I had gone a dozen yards or more when I heard my mother calling me. I stopped unsteadily in my tracks.
“I’m going to the movies,” I told her. “I’ll be back soon.”
“All right, Frank,” she said. “I was afraid you were going downtown or somewhere like that. Come home as soon as you can.”
I ran a few steps and stopped. I was so afraid that she would make me stay at home if I told her that I was going downtown that I did not know what to do. I had never told her a lie, and I could not make myself start then. I looked back, and she was standing on the steps looking at me.
“Mother, I am going downtown,” I pleaded, “but I’ll be back early.”
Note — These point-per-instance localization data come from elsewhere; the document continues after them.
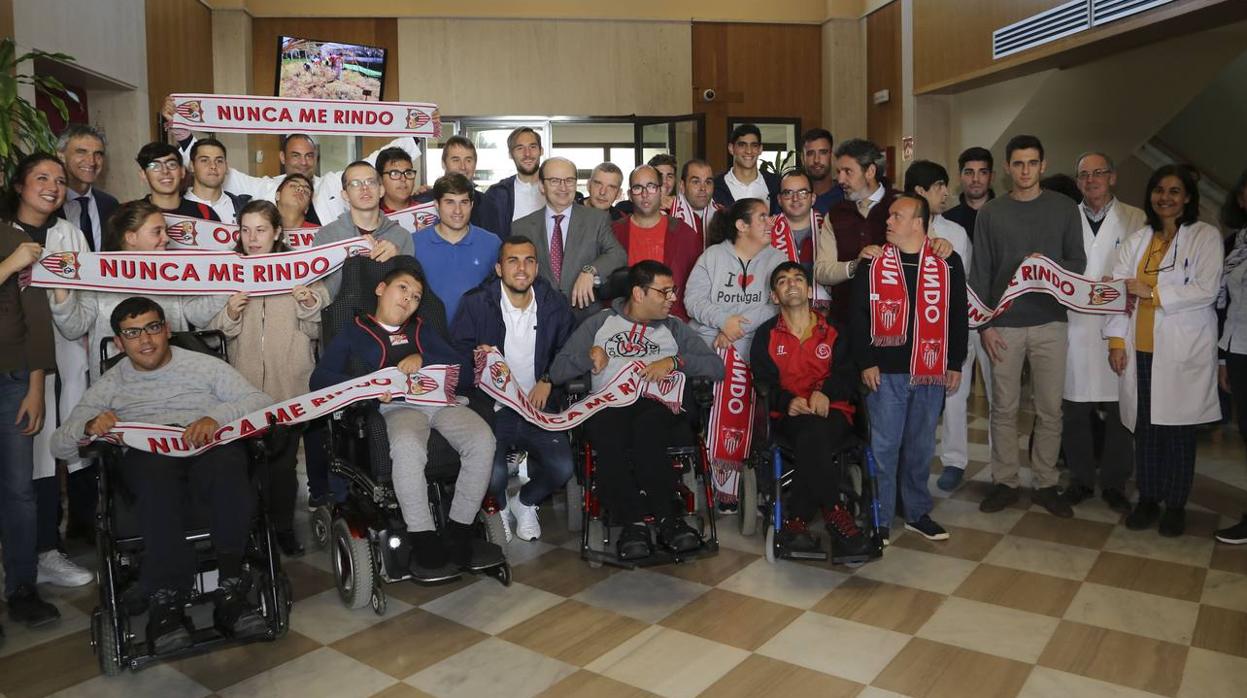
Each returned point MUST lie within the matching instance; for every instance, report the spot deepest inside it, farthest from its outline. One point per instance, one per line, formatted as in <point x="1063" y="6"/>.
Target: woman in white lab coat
<point x="1167" y="345"/>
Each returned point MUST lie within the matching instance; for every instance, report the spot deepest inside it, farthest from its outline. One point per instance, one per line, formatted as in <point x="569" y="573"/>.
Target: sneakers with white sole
<point x="56" y="568"/>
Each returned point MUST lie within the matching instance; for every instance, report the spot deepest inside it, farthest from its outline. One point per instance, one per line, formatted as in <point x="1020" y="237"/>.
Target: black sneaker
<point x="677" y="535"/>
<point x="1172" y="522"/>
<point x="289" y="544"/>
<point x="1233" y="535"/>
<point x="998" y="499"/>
<point x="166" y="622"/>
<point x="927" y="529"/>
<point x="235" y="616"/>
<point x="26" y="607"/>
<point x="1075" y="495"/>
<point x="634" y="542"/>
<point x="1051" y="500"/>
<point x="1116" y="500"/>
<point x="1144" y="515"/>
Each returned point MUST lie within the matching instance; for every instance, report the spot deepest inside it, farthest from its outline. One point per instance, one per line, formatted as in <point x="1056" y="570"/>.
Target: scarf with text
<point x="889" y="312"/>
<point x="193" y="272"/>
<point x="429" y="387"/>
<point x="626" y="387"/>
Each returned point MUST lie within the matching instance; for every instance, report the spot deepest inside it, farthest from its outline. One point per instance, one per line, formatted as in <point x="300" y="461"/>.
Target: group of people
<point x="829" y="282"/>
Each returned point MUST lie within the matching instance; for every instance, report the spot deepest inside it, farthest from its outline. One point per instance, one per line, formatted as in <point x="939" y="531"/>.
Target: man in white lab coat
<point x="1090" y="384"/>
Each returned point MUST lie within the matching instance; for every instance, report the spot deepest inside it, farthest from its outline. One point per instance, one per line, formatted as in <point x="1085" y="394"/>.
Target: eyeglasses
<point x="652" y="187"/>
<point x="372" y="183"/>
<point x="154" y="327"/>
<point x="1097" y="173"/>
<point x="802" y="195"/>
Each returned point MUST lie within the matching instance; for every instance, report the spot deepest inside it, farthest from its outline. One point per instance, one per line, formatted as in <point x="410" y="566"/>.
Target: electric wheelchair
<point x="365" y="532"/>
<point x="117" y="621"/>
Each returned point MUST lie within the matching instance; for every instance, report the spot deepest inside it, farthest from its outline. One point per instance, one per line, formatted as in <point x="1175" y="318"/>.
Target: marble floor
<point x="1014" y="603"/>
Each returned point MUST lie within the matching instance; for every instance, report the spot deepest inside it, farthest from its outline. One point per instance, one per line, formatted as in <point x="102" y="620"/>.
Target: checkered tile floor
<point x="1015" y="603"/>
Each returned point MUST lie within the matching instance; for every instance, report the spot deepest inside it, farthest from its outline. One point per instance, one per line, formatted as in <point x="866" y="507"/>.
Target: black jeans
<point x="160" y="484"/>
<point x="635" y="475"/>
<point x="814" y="439"/>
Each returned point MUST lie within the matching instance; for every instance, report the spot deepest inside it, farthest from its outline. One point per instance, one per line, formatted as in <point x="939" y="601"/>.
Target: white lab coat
<point x="71" y="363"/>
<point x="1185" y="329"/>
<point x="327" y="200"/>
<point x="1088" y="377"/>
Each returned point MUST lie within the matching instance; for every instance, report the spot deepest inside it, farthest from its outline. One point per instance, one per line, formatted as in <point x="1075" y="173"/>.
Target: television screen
<point x="329" y="70"/>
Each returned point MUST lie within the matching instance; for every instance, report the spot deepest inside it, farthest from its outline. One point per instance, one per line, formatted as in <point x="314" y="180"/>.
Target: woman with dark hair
<point x="1166" y="347"/>
<point x="269" y="340"/>
<point x="1232" y="372"/>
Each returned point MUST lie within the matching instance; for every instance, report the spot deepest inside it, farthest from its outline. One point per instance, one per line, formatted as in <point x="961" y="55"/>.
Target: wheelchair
<point x="688" y="456"/>
<point x="365" y="532"/>
<point x="117" y="621"/>
<point x="768" y="475"/>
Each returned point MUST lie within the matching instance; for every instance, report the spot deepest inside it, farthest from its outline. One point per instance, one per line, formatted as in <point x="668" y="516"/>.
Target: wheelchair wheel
<point x="748" y="501"/>
<point x="352" y="566"/>
<point x="322" y="526"/>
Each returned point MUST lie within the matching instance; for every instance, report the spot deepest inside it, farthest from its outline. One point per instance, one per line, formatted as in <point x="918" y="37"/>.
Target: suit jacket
<point x="589" y="242"/>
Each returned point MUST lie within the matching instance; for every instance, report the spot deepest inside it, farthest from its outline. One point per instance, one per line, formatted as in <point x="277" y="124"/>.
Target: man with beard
<point x="520" y="193"/>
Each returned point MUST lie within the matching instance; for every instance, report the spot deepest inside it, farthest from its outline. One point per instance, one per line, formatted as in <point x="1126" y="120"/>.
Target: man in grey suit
<point x="575" y="246"/>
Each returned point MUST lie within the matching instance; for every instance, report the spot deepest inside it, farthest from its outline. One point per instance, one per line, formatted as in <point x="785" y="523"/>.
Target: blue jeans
<point x="549" y="458"/>
<point x="16" y="486"/>
<point x="903" y="420"/>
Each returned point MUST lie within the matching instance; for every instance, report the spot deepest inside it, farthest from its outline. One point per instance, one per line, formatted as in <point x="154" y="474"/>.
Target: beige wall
<point x="543" y="66"/>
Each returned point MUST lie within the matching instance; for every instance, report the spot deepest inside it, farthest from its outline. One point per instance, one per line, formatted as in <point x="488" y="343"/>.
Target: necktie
<point x="85" y="219"/>
<point x="556" y="248"/>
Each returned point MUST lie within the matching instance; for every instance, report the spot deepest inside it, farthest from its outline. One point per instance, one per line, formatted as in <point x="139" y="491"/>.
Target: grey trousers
<point x="1117" y="460"/>
<point x="409" y="440"/>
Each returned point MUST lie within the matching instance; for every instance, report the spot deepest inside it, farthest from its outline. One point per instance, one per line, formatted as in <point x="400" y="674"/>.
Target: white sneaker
<point x="56" y="568"/>
<point x="528" y="527"/>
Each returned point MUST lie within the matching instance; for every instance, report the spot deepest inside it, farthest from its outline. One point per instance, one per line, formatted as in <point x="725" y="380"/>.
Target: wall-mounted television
<point x="329" y="70"/>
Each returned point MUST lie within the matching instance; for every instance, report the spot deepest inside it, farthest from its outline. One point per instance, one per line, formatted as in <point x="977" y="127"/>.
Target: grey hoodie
<point x="721" y="286"/>
<point x="344" y="228"/>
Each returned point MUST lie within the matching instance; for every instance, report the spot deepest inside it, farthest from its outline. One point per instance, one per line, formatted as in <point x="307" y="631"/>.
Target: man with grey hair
<point x="857" y="222"/>
<point x="81" y="147"/>
<point x="1090" y="385"/>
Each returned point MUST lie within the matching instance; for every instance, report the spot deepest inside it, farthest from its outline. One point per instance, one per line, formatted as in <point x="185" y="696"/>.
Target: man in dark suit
<point x="81" y="148"/>
<point x="575" y="246"/>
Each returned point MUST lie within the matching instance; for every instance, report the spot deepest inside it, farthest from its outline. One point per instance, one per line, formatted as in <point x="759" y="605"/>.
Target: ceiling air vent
<point x="1040" y="29"/>
<point x="1109" y="10"/>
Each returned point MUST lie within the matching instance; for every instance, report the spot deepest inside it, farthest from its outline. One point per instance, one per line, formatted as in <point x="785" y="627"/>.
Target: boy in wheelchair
<point x="162" y="384"/>
<point x="802" y="362"/>
<point x="635" y="476"/>
<point x="393" y="337"/>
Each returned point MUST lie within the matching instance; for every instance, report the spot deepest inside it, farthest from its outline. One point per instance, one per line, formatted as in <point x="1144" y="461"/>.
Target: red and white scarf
<point x="193" y="272"/>
<point x="890" y="312"/>
<point x="429" y="387"/>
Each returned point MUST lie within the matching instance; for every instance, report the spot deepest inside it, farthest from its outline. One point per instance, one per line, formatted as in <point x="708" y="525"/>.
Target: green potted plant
<point x="23" y="127"/>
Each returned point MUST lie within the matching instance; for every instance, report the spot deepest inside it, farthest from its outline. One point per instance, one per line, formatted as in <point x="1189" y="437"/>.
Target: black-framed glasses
<point x="154" y="327"/>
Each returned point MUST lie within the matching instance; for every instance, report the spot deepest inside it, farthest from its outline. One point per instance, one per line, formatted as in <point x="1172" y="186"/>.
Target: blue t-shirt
<point x="454" y="269"/>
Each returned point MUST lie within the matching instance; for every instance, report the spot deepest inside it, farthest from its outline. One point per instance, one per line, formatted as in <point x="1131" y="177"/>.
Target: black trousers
<point x="635" y="476"/>
<point x="814" y="439"/>
<point x="158" y="482"/>
<point x="1117" y="459"/>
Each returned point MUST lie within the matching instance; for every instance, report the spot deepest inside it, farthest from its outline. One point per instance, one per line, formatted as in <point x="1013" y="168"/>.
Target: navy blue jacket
<point x="363" y="347"/>
<point x="479" y="320"/>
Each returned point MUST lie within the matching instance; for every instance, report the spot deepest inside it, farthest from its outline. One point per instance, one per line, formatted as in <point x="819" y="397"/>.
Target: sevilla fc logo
<point x="930" y="352"/>
<point x="64" y="264"/>
<point x="888" y="313"/>
<point x="191" y="111"/>
<point x="182" y="233"/>
<point x="1102" y="294"/>
<point x="419" y="384"/>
Before she could call me again, I ran with all my might down the street, around the corner, and raced to the hydrant at the alley. Rachel was not within sight until I had reached it and had stood for a moment panting and blowing with excitement and exertion.
She was there though, waiting for me beside the fence, and she said she had just got there the second before. After we had started towards the corner where the drugstore was, I took the money from my watch pocket and showed it to her. She was even more excited than I had been when I first saw it. After she had looked at it awhile, and had felt it in the palm of her hand, I told her what I had planned for us to do that evening.
We heard a streetcar coming, and we ran to the corner just in time to get aboard. The ride downtown was too fast, even though it took us nearly half an hour to get there. We got off near the theaters.
First I had planned for us to go to a small restaurant, and later to a show. Just as we were passing a drugstore Rachel touched my arm.